Draco and Pansy had already become regulars, and this time Pansy had brought along her friend Daphne Greengrass—a pretty, fair-haired girl from a traditional pure-blood family who was attending for the first time, visibly excited and doing her best not to show it.
Henry intended to establish the afternoon tea as a proper fixture within Slytherin.
The atmosphere was considerably more relaxed than it had been the first time. Draco found occasion to mention, somewhat obliquely, certain accounts of wizarding interactions with Muggles that had featured in his father's letters—taking care to leave out the parts that reflected too specifically on the Malfoy family.
Pansy contributed anecdotes she had collected from family conversations over the years. Daphne was quiet at first, but under Henry's gentle and unhurried prompting, she gradually began to speak about the Greengrass family's tradition of cultivating certain rare magical plants, her composure warming by degrees as she went.
When the tea party drew to a close and Draco, Pansy, and Daphne turned toward the Great Hall, Henry did not follow.
He waited until they had gone, then turned and made his way toward the upper levels of the castle, moving with clear purpose.
He found the tapestry of Barnabas the Barmy without difficulty—the one depicting a hapless man being beaten by trolls—and crossed to the plain stretch of wall directly opposite it. He stood still for a moment, shaping the need clearly in his mind: a private room where I can practice spells safely, without interruption, and observe the effects of my magic.
He paced back and forth in front of the wall three times.
A smooth, unremarkable doorway appeared quietly in the stone.
Henry pushed it open and stepped inside.

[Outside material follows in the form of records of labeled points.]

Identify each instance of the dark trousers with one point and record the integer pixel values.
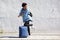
(27, 24)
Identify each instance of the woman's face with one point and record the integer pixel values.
(25, 7)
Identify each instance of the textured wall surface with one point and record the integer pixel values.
(46, 15)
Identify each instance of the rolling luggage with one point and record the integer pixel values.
(23, 32)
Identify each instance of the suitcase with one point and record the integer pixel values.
(23, 32)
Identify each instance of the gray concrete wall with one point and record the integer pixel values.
(46, 15)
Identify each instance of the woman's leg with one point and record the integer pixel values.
(25, 24)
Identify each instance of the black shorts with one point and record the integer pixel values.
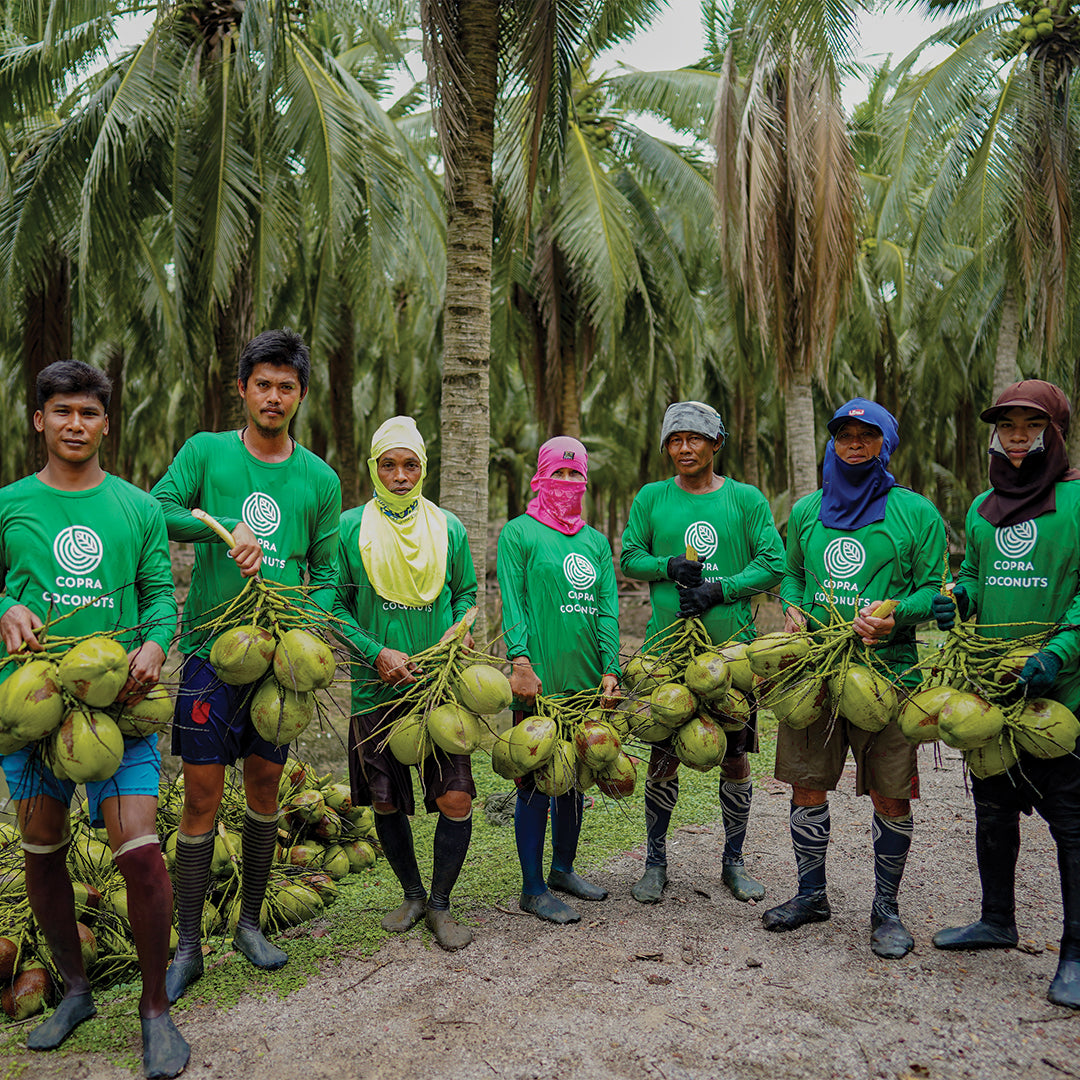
(376, 775)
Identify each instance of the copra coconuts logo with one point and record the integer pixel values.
(845, 557)
(580, 574)
(260, 514)
(702, 538)
(1015, 541)
(78, 550)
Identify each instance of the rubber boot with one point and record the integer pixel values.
(997, 846)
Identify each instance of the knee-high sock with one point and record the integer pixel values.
(150, 912)
(52, 900)
(451, 842)
(810, 827)
(530, 826)
(395, 835)
(258, 840)
(892, 839)
(191, 878)
(736, 797)
(660, 799)
(566, 812)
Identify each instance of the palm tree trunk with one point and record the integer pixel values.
(467, 315)
(1004, 360)
(46, 337)
(801, 435)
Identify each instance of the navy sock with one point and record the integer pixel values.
(530, 826)
(810, 827)
(892, 839)
(566, 812)
(451, 844)
(736, 797)
(660, 799)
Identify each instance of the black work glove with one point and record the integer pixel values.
(685, 571)
(696, 602)
(945, 610)
(1039, 674)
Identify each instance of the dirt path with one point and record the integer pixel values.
(690, 988)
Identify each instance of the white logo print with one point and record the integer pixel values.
(1015, 541)
(260, 514)
(579, 571)
(844, 557)
(702, 538)
(78, 550)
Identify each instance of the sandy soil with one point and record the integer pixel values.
(692, 987)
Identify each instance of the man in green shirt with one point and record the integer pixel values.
(858, 540)
(282, 504)
(1022, 566)
(83, 545)
(729, 525)
(406, 579)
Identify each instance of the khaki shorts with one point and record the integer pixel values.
(814, 758)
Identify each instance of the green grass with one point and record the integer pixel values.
(351, 927)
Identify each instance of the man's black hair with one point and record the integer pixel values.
(281, 348)
(73, 377)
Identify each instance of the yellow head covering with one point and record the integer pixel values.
(403, 538)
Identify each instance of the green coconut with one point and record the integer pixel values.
(483, 690)
(31, 704)
(993, 759)
(242, 655)
(967, 721)
(94, 671)
(454, 729)
(302, 662)
(408, 740)
(148, 716)
(700, 743)
(804, 703)
(597, 744)
(707, 676)
(280, 714)
(1045, 729)
(644, 673)
(734, 657)
(89, 745)
(769, 655)
(918, 715)
(557, 774)
(672, 704)
(532, 741)
(361, 854)
(617, 781)
(502, 764)
(865, 698)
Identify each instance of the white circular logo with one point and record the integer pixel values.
(702, 538)
(260, 514)
(579, 571)
(1015, 541)
(844, 557)
(78, 549)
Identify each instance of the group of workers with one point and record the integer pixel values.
(396, 576)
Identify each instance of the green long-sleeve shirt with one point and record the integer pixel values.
(559, 603)
(1030, 574)
(373, 623)
(292, 507)
(98, 557)
(901, 557)
(731, 530)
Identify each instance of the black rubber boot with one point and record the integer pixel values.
(997, 846)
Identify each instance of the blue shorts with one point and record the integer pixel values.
(139, 773)
(213, 724)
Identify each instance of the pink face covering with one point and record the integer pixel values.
(557, 503)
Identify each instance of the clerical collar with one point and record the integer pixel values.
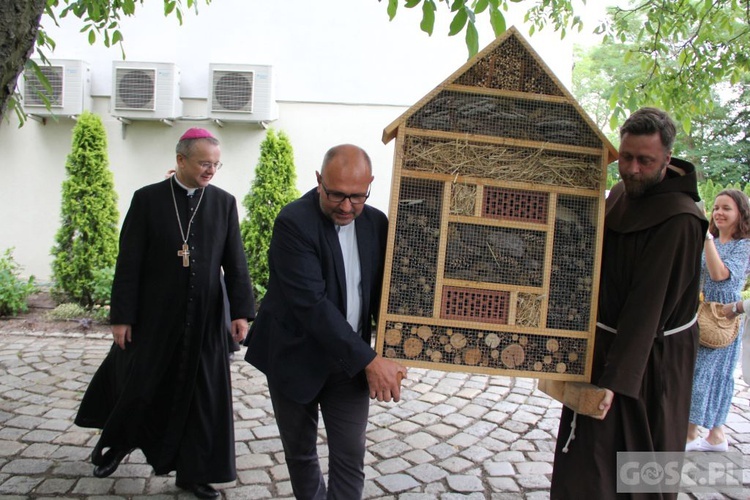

The room was more functional than he had expected—spacious and unadorned, the walls and floor appearing to be composed of some dim, matte material that seemed to absorb magical energy rather than reflect it.
A few fixed magical lamps provided steady illumination. In one corner, a low shelf held a modest arrangement of practice dummies and targets.
It was so quiet that he could hear his own breathing. The outside world seemed to have been entirely shut away.